The Trinidad and Tobago Electricity Commission (T&TEC) has not declared a profit in the last nine years.
The State company was before the Joint Select Committee (JSC) on Land and General Infrastructure yesterday where it was revealed that the company ran at a loss for the past nine years.
Company general manager Kelvin Ramsook yesterday said that he was now concerned that the continued financial constraints would affect the company’s reliability.
“The Commission has been operating with an income of roughly $3.2 billion and an expenditure of $4.3 billion. That puts us at a difference of $1.1 billion which is what you would consider the loss,” he said.
Ramsook said that wages and salaries were not a large contributor to the company’s debt.
“At this time, based on the manpower audit, we have no intention at this time (to reduce staff),” he said.
“Just to put it into perspective, if you say 312 employees to go home, that’s 52 million dollars, I looking for a billion, $1.1 billion,” Ramsook said.
Member of the JSC Kennedy Richards yesterday questioned what would happen if the Government was unable to bridge the gap of company losses.
“I understand what’s happening, we all live here and we in a situation where I want to be honest, I am equally scared,” Ramsook said.
“So I mean I really don’t have an answer,” he said.
Ramsook said that while TTEC owed millions to the National Gas Company (NGC), the Government is managing that arrangement to pay off that debt.
“So that has moved away the debt up to 2018 and of course we are having further discussions,” he said.
Ramsook said employees were properly trained to climb poles and work with electricity.
“When we look at the number of people that are going to leave in the next five years, it is 267 people. I have to cater for them and give them enough time to train,” he said.
Member of the JSC, United National Congress MP Saddam Hussein also asked about losses related to illegal connections. But Ramsook said that illegal connections led to .25 per cent of the company’s overall loss.

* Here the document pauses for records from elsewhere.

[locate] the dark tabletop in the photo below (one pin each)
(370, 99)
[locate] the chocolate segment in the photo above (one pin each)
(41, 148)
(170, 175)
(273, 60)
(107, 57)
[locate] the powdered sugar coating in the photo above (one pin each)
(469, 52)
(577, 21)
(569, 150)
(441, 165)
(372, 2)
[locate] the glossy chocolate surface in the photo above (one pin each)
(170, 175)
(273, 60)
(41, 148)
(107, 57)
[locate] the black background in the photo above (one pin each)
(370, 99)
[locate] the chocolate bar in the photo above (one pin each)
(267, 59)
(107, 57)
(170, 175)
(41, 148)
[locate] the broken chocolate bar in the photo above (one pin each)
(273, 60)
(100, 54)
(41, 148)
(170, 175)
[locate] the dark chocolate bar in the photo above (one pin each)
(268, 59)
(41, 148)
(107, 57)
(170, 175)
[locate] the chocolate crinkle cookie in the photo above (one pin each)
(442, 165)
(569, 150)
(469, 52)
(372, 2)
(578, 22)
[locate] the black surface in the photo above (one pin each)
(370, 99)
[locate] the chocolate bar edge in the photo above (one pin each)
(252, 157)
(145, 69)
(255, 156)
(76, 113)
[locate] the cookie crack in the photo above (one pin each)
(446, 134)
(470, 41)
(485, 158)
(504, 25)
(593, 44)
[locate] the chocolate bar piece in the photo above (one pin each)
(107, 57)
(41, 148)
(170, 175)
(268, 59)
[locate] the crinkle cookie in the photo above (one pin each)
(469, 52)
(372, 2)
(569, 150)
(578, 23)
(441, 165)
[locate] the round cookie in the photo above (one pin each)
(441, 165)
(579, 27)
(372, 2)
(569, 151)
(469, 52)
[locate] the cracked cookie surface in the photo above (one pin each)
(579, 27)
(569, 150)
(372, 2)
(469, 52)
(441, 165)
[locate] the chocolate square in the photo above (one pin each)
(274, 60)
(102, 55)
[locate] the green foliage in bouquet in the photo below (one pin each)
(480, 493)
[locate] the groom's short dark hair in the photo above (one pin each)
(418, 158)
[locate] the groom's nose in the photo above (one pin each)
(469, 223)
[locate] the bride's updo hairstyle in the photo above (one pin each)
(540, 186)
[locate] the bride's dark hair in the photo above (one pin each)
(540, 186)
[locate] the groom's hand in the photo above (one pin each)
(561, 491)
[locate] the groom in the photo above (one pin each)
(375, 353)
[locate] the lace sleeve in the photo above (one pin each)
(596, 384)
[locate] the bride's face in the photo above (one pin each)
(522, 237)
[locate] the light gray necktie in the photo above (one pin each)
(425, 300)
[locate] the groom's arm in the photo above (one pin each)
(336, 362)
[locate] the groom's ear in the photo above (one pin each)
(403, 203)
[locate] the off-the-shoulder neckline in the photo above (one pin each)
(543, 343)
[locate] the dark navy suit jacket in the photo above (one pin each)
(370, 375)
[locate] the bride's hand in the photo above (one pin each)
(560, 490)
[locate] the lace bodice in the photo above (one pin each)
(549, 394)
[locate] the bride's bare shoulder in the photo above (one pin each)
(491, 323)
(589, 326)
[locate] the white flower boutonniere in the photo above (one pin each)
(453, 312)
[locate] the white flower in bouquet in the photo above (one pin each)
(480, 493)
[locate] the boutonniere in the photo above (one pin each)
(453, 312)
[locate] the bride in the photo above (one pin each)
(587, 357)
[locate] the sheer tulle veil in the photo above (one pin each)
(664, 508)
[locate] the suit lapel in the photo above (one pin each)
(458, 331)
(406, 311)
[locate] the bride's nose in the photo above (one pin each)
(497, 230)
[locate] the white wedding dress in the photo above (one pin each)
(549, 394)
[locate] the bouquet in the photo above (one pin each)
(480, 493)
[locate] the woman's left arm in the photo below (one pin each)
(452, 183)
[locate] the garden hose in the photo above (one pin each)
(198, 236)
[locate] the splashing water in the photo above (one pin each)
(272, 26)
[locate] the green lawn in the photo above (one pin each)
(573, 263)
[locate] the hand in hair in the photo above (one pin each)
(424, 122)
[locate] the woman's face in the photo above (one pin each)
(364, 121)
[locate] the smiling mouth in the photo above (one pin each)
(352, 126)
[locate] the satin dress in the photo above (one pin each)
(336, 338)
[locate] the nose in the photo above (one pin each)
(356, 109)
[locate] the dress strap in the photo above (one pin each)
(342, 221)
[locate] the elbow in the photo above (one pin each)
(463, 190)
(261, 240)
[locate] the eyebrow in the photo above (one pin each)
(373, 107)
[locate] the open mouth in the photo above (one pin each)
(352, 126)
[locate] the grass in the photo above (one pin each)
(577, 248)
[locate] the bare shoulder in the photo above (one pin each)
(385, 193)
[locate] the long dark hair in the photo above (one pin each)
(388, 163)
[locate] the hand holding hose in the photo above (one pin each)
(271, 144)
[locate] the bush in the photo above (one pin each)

“Our losses on the Commission is made up of two categories, our losses on the system is roughly nine per cent of which the majority is what you call technical losses. Technical losses are like you have long lines and fees. That is technical losses,” Ramsook said.
Ramsook said that according to his “guesstimate” there were approximately 3,000 illegal connections.
The closure of the Alutrint plant, Ramsook said, impacted the company.
“With the closing of the Alutrint plant, that plant was expected to take 270 megawatts. With the closure of that Alutrint plant, the way the power purchase agreement was set up, the Commission would have to pay for (it),” he said.
Chairman of the JSC, Deoroop Teemul said that while sustaining the losses was a challenge for the Commission, he did not think they could recover those losses with tariffs.